Stewart was also essentially useless for the Cubs this year. A ‘change-of-scenery’ candidate, wrist problems saw Stewart struggle mightily at the plate before he was eventually shut down for the year very early on in the season. He isn’t expected back with the team next season.

The failures of Stewart, combined with the success of both Colvin and LeMahieu in Colorado has led many a Cub fan to lament over the deal, particularly from the Colvin side of things.

If you remember, Colvin had a very strong rookie year in 2010, finishing with 22 home runs and 56 runs knocked in. He struggled throughout 2011, both with his performance and his playing time under Mike Quade. Performance certainly hasn’t been an issue for him with the Rox.

Colvin has quietly had a very strong year in Colorado. He’s hitting up near .300, has 18 big flies, and has knocked in 72 runs. He also has 10 triples on the year. Of course, that’s not going to make Cub fans too happy, but would we have seen this same type of performance on the North Side this year? The answer is no, for multiple reasons.

Under Mike Quade, Tyler Colvin saw very inconsistent playing time. Is there any reason to think it would have been any different under Dale Sveum? Colvin is versatile, playing both in the outfield and at first base. But there still would have been no room for him in the every day lineup.

The Cubs began the season with an outfield of Alfonso Soriano, Marlon Byrd, and David DeJesus, with Bryan LaHair at first base.
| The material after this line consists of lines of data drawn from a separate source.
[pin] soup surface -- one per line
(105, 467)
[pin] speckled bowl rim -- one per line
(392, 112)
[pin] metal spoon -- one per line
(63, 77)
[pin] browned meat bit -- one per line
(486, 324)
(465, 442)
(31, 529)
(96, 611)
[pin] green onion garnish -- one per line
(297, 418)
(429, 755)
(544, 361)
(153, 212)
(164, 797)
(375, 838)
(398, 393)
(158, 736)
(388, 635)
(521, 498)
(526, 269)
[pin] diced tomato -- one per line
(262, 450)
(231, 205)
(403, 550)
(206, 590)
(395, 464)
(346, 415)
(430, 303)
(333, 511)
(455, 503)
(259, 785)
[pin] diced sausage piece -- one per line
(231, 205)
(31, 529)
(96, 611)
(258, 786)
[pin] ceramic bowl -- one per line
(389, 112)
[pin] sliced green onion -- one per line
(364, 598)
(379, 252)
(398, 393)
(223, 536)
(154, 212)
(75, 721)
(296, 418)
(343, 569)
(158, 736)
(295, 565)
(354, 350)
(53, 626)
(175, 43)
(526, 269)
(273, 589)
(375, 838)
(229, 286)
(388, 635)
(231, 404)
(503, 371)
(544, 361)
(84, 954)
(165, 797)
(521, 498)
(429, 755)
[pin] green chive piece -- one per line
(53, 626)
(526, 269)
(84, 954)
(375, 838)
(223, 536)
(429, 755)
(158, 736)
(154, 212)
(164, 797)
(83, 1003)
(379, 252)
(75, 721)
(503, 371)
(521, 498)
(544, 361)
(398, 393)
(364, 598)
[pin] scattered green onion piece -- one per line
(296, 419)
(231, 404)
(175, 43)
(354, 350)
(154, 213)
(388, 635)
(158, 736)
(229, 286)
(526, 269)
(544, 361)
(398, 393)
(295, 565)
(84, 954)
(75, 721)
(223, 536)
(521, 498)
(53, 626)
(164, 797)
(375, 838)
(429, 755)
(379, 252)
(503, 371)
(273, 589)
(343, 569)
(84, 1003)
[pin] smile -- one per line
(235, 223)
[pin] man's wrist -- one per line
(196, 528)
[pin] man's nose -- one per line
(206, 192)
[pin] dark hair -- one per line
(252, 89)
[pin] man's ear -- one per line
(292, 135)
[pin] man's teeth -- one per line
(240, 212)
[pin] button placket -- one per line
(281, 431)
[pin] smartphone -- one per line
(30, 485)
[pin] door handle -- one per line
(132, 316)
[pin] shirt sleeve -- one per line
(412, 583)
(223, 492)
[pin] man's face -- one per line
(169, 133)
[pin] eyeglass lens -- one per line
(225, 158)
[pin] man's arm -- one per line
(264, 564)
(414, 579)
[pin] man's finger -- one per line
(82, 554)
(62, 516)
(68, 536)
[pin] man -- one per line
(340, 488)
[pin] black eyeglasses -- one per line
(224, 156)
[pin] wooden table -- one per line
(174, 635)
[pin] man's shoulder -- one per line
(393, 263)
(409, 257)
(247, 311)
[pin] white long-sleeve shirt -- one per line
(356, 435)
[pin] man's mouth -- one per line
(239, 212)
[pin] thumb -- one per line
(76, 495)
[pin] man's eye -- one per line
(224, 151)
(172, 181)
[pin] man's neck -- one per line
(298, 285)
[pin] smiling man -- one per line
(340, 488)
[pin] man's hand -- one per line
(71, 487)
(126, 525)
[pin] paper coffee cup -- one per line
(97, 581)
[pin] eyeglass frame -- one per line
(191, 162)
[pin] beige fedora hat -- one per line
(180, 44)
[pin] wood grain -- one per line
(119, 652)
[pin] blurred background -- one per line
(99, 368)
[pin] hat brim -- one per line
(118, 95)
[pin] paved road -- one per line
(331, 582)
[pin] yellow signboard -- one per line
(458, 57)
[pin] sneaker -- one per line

Once Byrd was traded, there was a short period of time before we saw Anthony Rizzo called up. Rizzo saw the everyday starts at first base, with Soriano, DeJesus, and LaHair in the outfield at that point.

Colvin wouldn’t have seen playing time. There’s also the obvious benefit of playing at Coors Field. It’s been very good to him. He still strikes out more than you’d like.

It’s nice to see Tyler Colvin having success with the Rockies. But there’s little evidence that says he would have had this type of year with the Cubs, because he probably wouldn’t have, mainly because of the playing time factor.

At the end of the day, the Rockies ended up getting the better end of the deal. Colvin has been successful and LeMahieu has been solid in the time he has seen. Not every trade is going to be a big win for the Cubs. And that’s certainly the case here, as the Cubs likely will never see the likes of Stewart or Weathers at Wrigley again.